In Hollywood Boulevard trovai un telefono pubblico e mi procurai il numero  telefonico di Eddie Engels all’ufficio informazioni. Lo composi e lo lasciai squillare  quindici volte. Nessuna risposta. Eddie il nottambulo era a caccia.

Tornai sullo Strip, svoltai a nord su Horn Drive e parcheggiai dalla parte opposta  della strada di fronte al complesso di bungalow dove abitava. Frugai nel bagagliaio in  cerca di qualche arnese da scasso improvvisato e trovai una parte della mia vecchia  roba da disegno del college, compresa una riga a T metallica, con i bordi affilati, che  dava l’impressione di poter fare scattare il meccanismo di una serratura. Munito di  quella e di una torcia, mi diressi verso il cortile in ombra.

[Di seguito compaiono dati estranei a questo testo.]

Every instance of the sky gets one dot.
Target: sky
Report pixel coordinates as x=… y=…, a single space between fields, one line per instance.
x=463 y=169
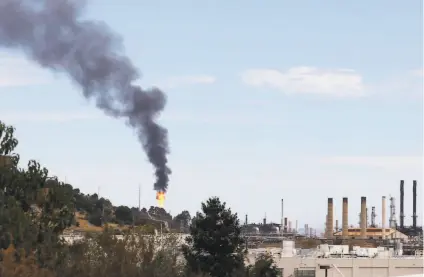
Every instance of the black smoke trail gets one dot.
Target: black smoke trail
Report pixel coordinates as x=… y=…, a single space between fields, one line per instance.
x=53 y=34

Stavolta sapevo dove cercare, al numero undici. Era tre bungalow più avanti, sul  lato sinistro. Tutte le luci erano spente. Aprii una fragile porta a rete, guardai a destra  e a sinistra, poi feci lampeggiare cautamente la torcia sulla porta interna per studiare  il meccanismo. Era una semplice serratura a scatto, così tirai fuori la riga a T, trasferii  la torcia nella piega del braccio sinistro, incuneai il bordo metallico fra serratura e  stipite e spinsi. Resisteva, ma insistetti, rischiando di spezzare il filo della riga. Alla  fine si sentì un sonoro schiocco metallico e la porta si aprì.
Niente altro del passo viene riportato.